URBS 230—Writing
Assignments
With the exception of the first essay, the writing projects
for this class will all be based on a strategy of exploring and observing what
is going on in the community and in your service learning setting. While there is no required format, generally
your writing should include the following four components:
a.
Description: Describe a scene or interaction that focuses
your discussion and provides a “text” that you will interpret and analyze. This part is a literal recording of what you
observed: Who was there (age, gender,
relationships), what is the setting and where is it, when did it occur. You can think of these as your lab notes.
b.
Intepret: What is
happening here? How does it illustrate
some larger concept about how this setting is pursued or used? The idea here is to develop your hypothesis
of what is going on.
c.
Analysis: Show which details of your description
support your interpretation. In other
words, “What makes you think so?”
d.
Reflection: What was your part in this scene? How did you see yourself? How is this event like others you have
experienced? How is it different? Would you behave differently were you in a
similar scene another time?
- Reflection Essay: How do you manage to work
with and make a life together with people who sincerely believe in ideas
or positions or values that are at least very different, or even
antithetically opposed, from your own? In other words, how is
democracy possible?
- Walkabout Essay: Select a neighborhood in the city
(neighborhoods are often a mile square).
Walk
around in it, even sit (it’s the weather’s bad, find a coffee shop). This will take several hours. Ask yourself, Who
lives here? Who works here? How many different ways do you see of
people interacting with one another?
Why is this place here
(rather than being some other place or somewhere else)? What does this place tell you about how
people know each other and relate to each other in this city? (This assignment works better if you do
it in a small team, 2 or 3 people, who talk about what each is seeing as
you wander through the neighborhood.)
- Observation #1: The Community and Its Needs: By now you have been working in your
service learning for awhile. What
are the range of needs of the people that you have observed in this
setting (remember, those who work there are “people” just as much as their
clients, and so are the funders)?
What strategies do they use to meet their needs? How does that seem to work for them?
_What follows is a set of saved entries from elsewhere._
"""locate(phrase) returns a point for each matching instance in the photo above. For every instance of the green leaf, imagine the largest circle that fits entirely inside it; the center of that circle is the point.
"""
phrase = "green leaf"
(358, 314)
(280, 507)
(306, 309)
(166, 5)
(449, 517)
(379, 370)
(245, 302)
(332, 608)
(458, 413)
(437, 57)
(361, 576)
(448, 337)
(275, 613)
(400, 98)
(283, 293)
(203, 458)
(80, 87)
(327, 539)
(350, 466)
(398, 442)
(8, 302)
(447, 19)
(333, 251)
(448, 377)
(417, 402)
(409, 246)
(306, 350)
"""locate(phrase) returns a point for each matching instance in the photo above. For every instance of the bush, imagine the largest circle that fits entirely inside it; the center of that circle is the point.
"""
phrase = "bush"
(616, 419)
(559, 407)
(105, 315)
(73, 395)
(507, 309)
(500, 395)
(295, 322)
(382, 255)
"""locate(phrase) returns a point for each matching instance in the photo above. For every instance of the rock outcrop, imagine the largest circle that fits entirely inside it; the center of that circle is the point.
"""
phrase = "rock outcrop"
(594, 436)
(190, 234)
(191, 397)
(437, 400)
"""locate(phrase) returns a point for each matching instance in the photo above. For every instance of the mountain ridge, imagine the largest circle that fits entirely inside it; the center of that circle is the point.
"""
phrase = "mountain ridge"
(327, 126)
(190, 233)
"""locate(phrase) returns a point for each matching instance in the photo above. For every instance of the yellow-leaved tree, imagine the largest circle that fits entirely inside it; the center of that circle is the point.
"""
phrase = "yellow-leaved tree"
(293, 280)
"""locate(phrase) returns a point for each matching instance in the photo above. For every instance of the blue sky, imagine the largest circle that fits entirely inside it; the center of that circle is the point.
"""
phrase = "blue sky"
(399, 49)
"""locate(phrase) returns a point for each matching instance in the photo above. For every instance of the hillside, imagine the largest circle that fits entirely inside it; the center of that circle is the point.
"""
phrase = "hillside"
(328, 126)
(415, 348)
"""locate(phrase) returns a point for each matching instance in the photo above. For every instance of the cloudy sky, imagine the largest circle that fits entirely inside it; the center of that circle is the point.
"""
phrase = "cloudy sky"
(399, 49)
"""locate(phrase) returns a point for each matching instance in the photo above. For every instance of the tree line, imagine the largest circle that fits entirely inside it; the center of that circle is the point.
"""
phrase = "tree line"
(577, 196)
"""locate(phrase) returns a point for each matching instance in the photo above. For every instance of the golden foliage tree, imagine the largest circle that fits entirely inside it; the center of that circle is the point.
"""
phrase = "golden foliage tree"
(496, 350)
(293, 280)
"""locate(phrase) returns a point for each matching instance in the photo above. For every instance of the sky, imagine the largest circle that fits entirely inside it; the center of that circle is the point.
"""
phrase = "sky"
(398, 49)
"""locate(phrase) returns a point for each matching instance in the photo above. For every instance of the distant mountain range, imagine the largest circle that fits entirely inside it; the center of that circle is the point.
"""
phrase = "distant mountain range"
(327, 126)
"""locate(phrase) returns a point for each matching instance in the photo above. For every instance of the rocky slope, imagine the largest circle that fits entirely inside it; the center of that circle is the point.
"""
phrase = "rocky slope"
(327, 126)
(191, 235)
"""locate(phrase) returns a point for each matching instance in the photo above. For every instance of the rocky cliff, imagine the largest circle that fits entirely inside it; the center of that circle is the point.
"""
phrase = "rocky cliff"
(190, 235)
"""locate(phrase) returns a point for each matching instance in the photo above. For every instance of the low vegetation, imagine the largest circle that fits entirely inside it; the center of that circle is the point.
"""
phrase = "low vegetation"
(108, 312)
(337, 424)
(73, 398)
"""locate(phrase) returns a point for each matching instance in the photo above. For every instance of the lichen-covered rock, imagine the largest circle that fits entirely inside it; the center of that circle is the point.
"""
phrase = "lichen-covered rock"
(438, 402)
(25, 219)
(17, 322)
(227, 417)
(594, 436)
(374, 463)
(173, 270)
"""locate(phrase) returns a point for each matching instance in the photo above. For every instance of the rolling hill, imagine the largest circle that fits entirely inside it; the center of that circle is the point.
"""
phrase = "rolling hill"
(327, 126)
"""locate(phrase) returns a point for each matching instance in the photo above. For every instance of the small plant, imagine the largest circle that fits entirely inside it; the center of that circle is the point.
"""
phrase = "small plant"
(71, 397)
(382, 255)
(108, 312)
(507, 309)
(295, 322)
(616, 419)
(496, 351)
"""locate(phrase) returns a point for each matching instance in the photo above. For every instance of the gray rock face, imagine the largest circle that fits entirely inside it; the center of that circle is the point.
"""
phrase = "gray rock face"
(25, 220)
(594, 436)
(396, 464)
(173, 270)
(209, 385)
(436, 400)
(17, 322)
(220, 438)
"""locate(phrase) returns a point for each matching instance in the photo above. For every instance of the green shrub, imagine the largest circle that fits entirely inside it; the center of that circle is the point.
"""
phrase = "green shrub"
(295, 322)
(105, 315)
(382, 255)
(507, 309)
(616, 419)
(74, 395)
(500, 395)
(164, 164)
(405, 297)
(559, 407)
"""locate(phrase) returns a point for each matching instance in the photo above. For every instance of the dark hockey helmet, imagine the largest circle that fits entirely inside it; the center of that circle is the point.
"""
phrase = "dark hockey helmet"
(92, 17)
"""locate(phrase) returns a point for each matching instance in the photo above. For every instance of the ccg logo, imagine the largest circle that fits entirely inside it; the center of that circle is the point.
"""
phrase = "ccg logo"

- Observation #2: Activities and Relationships in the
Community: What sorts of
relationships have you seen enacted, in your service learning and in the public
Council meeting you observed? What
do you observe about who has “power” and how they use it? How do these relationships support or
make it more difficult to satisfy the community needs that you observed
earlier?
- Turning Points Reflections: How has your understanding of “Community
Leadership” changed during the time of this course? What did your service learning
experience teach you about community leadership? How many sorts of leadership have you
observed in your time in the city?
Do you observe certain types in some situations more than
others? Do certain types work
better in some situations than in others?
What do you conclude about what you
would do if you “ran the zoo” (If you don’t know Dr. Seuss, you should; he
writes about these things and what he writes is good)? As part of your essay, you might want to
consider such questions as:
·
What were the “key moments” that you experienced,
those moments when you or someone else had a choice to make?
·
To what extent did the people you worked with or
observed draw on theory? Even if they
weren’t aware of it, were they using “theory-in-action”? If they were not thinking about what they
were doing, what did they use to guide
their decisions and actions?
·
How did the theories and concepts you were
studying in class hold up when it gets down to the street level? In other words, how were those theories work
in practice? Were there events where the
practice contradicted the theory?
·
What did you learn from practice that was not in
the theories at all?
·
What does the future hold for the organization
you worked in as it addresses changing community needs? What strategies are
being adopted to address change? What resources will be needed to achieve those
strategies?
·
What are the ethical issues associated with
private or public participation in the community?